Anxiety of a new mom

One of the hardest things to deal with, for me being a new mom, is the anxiety I experience. Dr. Lee tells us to never restrict the amount of formula Joshua takes, and the lactation consultant tells us that we should. The lactation consultant tells us not to swaddle him, but the book “Baby Whisperer” says to do so. “Baby Whisperer” says never let your child nap in a swing, but others say let them nap wherever they like. Some people think that a parent should be fully engaged with the child at all times, and some think that we should let them have their own quiet time to be on their own.

With all the conflicting information, my Type A personality, and the desire to NOT screw up Joshua’s life, I am always so anxious about every little thing when it comes to Joshua!

A part of me wants to just shut out all the advice and trust my own instincts. But then another part of me thinks that if I don’t listen to advice, I could be messing up Joshua’s life without knowing it. Either way, I’m hooped. When Joshua was born, he didn’t hand me a “How to be a Perfect Mom” manual to follow. How am I suppose to know what to do in all situations?

Joshua is 10 weeks old today. It has taken me THIS long to figure out that I’m never going to be perfect, and I just have to roll with what comes our way. Coming to this conclusion is a huge step for me, as a lot of the anxiety just washes away. It’s almost like, I’m going to mess up somewhere, so let’s just have fun while we’re at it.

So I’ve made a conscious decision to relax, and enjoy motherhood.

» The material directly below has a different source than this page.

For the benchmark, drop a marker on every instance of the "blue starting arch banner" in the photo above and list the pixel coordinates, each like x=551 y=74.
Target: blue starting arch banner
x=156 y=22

If Josh grows up with a complex because we swaddled him, or let him nap in the swing, or let him decide the amount of formula he drinks, or used cloth diaper, or slept in a basinet for three months, then he would have to figure out a way to work through the complex (and I’m going to be there for him every step of the way).

Coming to this decision also doesn’t mean I love my son any less. It actually means I love him so much that I am willing to admit that I will never be perfect, and trust that he will still turn out to be a balanced and confident child.